Erdbeben in Venezuela: Über 3.500 Todesopfer und drohende Gesundheitskrise

Die jüngsten Erdbeben in Venezuela haben nach offiziellen Angaben die Zahl der Todesopfer auf über 3.535 steigen lassen. Die Katastrophe, die das Land am 24. Juni heimsuchte, hat zudem mehr als 17.000 Menschen obdachlos gemacht.

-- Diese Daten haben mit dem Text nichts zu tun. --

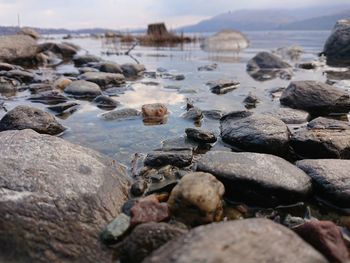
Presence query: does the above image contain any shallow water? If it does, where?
[0,31,336,165]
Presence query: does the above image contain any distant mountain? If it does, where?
[178,4,350,32]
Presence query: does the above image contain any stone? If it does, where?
[142,103,168,120]
[323,19,350,64]
[79,72,125,88]
[64,80,102,98]
[207,80,240,95]
[101,108,141,121]
[119,222,187,263]
[73,55,101,67]
[290,117,350,159]
[130,196,170,226]
[101,213,130,245]
[0,105,66,135]
[280,81,350,115]
[0,130,129,263]
[92,95,120,109]
[145,149,193,167]
[185,128,217,143]
[220,111,289,156]
[121,63,146,78]
[296,159,350,208]
[168,172,225,225]
[197,151,312,207]
[293,221,349,263]
[143,219,327,263]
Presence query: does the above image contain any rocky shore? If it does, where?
[0,21,350,263]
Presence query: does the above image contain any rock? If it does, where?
[121,63,146,78]
[92,95,120,109]
[73,55,101,67]
[0,35,38,66]
[101,108,141,121]
[201,29,249,52]
[142,103,168,121]
[296,159,350,208]
[119,222,187,263]
[64,80,102,98]
[220,111,289,156]
[197,151,311,206]
[145,149,193,167]
[290,117,350,159]
[143,219,327,263]
[101,213,130,245]
[247,52,292,71]
[280,81,350,115]
[207,80,240,94]
[323,19,350,64]
[293,221,349,263]
[168,172,225,225]
[0,105,66,135]
[263,108,311,124]
[47,101,79,113]
[130,196,170,226]
[79,72,125,88]
[53,77,72,90]
[0,130,128,262]
[185,128,217,143]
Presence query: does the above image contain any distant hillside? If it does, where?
[178,4,350,32]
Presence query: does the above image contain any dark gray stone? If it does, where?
[197,151,311,206]
[143,219,327,263]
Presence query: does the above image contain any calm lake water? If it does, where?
[0,31,330,165]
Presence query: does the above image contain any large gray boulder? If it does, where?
[323,19,350,64]
[280,81,350,115]
[0,35,38,66]
[0,130,128,262]
[197,151,311,206]
[143,219,328,263]
[0,105,66,135]
[220,112,289,156]
[297,159,350,208]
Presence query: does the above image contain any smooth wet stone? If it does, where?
[101,108,141,121]
[197,151,312,206]
[280,81,350,115]
[168,172,225,225]
[92,95,120,109]
[293,220,349,263]
[0,106,66,135]
[145,149,193,167]
[290,117,350,159]
[263,108,311,124]
[121,63,146,78]
[73,55,101,67]
[207,80,240,94]
[101,213,130,245]
[185,128,217,143]
[119,222,187,263]
[130,196,170,226]
[296,159,350,208]
[220,111,289,156]
[47,101,79,113]
[143,219,327,263]
[142,103,168,120]
[79,72,125,88]
[0,130,128,263]
[64,80,102,98]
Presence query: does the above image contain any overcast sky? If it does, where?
[0,0,350,29]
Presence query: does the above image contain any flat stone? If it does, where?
[296,159,350,208]
[143,219,327,263]
[197,151,311,206]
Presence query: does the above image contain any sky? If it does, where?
[0,0,350,30]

Die Behörden warnen, dass die Zahlen vorläufig sind und es noch zu weiteren Überprüfungen kommen kann.

Die Situation wird durch die prekäre Lage in überfüllten Notunterkünften weiter verschärft. Laut Experten steht das Land vor einer drohenden Gesundheitskrise, da die Bedingungen in den provisorischen Unterkünften für die Überlebenden zunehmend unhaltbar werden. Die Menschen sind gezwungen, unter beengten Verhältnissen zu leben, was das Risiko von Krankheitsausbrüchen erhöht.

Internationale Rettungsteams haben sich inzwischen größtenteils aus dem Katastrophengebiet zurückgezogen, nachdem sie anfänglich Hilfe geleistet hatten. Die venezolanische Regierung steht nun vor der Herausforderung, die humanitäre Hilfe zu koordinieren und die dringend benötigte Unterstützung zu mobilisieren, um die Grundbedürfnisse der Betroffenen zu decken.

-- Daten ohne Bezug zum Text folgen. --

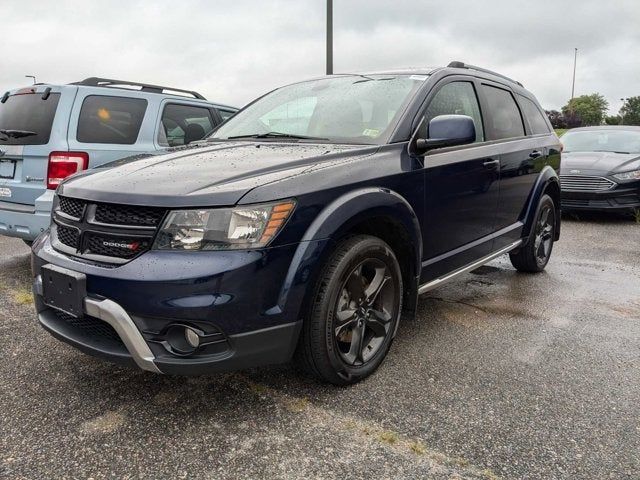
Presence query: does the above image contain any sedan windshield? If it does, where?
[210,75,426,144]
[562,130,640,153]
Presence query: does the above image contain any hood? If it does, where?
[59,142,378,207]
[560,152,640,175]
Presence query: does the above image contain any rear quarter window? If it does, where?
[482,85,524,140]
[0,93,60,145]
[218,108,236,122]
[518,95,551,135]
[76,95,147,145]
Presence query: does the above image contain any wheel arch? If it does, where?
[522,166,561,244]
[278,187,422,318]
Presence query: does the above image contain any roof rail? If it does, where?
[70,77,206,100]
[447,61,523,87]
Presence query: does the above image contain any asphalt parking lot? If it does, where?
[0,217,640,479]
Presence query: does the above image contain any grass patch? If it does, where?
[409,441,427,455]
[378,430,398,445]
[13,290,33,305]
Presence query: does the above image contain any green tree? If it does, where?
[562,93,609,126]
[620,97,640,125]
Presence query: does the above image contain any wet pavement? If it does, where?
[0,216,640,479]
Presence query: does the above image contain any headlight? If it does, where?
[153,200,295,250]
[614,170,640,181]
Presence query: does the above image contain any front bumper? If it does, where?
[32,235,322,375]
[561,182,640,211]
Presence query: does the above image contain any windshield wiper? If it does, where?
[227,132,329,141]
[0,128,37,138]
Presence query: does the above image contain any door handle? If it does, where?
[483,160,500,170]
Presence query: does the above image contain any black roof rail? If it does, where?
[70,77,206,100]
[447,61,524,88]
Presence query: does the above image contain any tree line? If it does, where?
[546,93,640,128]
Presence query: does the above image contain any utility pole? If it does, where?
[571,48,578,100]
[327,0,333,75]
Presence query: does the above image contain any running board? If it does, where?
[418,239,522,295]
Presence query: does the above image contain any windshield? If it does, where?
[210,75,426,144]
[0,93,60,145]
[562,130,640,153]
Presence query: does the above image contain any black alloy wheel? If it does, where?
[296,235,403,385]
[509,194,556,273]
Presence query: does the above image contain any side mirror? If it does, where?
[416,115,476,152]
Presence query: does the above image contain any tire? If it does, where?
[509,194,556,273]
[296,235,403,385]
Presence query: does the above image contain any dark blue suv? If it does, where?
[33,62,560,384]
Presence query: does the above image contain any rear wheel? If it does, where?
[509,195,556,273]
[297,235,402,385]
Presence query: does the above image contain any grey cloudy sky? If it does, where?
[0,0,640,113]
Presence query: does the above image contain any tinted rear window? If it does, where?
[482,85,524,140]
[519,95,550,135]
[0,93,60,145]
[76,95,147,145]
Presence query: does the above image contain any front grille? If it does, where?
[95,203,165,227]
[51,197,166,264]
[85,233,150,259]
[55,310,124,345]
[58,197,86,218]
[57,225,80,248]
[560,175,617,192]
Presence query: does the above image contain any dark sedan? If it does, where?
[560,126,640,212]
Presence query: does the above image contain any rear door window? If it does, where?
[76,95,147,145]
[420,82,484,142]
[518,95,551,135]
[482,85,524,140]
[158,103,215,147]
[0,93,60,145]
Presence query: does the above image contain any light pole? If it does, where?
[327,0,333,75]
[620,98,629,125]
[571,47,578,100]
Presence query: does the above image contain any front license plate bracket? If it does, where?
[41,264,87,317]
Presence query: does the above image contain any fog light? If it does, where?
[164,323,204,355]
[184,327,200,348]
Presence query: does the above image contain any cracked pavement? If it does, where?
[0,216,640,479]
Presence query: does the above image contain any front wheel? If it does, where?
[296,235,402,385]
[509,194,556,273]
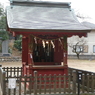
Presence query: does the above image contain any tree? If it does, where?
[0,4,9,40]
[68,36,86,59]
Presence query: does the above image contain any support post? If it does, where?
[34,71,37,95]
[73,70,77,95]
[63,36,68,65]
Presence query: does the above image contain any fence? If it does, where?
[0,67,95,95]
[0,56,22,62]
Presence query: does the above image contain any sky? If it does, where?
[0,0,95,24]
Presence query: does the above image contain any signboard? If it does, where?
[8,78,16,89]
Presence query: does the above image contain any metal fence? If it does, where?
[0,67,95,95]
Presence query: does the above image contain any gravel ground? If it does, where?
[0,59,95,72]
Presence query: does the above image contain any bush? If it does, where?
[14,36,22,51]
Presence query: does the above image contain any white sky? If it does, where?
[0,0,95,23]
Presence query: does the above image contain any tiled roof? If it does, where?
[7,0,89,30]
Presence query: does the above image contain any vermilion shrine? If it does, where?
[7,0,90,74]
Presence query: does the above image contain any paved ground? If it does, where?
[68,59,95,72]
[0,59,95,72]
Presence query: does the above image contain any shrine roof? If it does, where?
[6,0,91,31]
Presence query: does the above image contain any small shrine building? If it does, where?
[6,0,90,75]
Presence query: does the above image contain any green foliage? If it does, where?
[14,35,22,51]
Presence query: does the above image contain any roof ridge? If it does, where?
[10,0,71,8]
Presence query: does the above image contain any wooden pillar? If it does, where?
[63,36,68,65]
[28,35,34,65]
[22,36,28,64]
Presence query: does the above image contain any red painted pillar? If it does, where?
[63,36,68,74]
[63,36,68,65]
[22,36,28,64]
[28,35,34,66]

Die Vereinten Nationen und andere internationale Organisationen haben ihre Unterstützung zugesichert, jedoch erfordert die langfristige Rekonstruktion des Landes erhebliche finanzielle Mittel und internationale Zusammenarbeit. Gianluca Rampolla, der Koordinator der UNO in Venezuela, betonte die Notwendigkeit, blockierte Vermögenswerte freizugeben und multilaterale Kredite wieder zu öffnen, um die Wiederaufbauarbeiten zu finanzieren.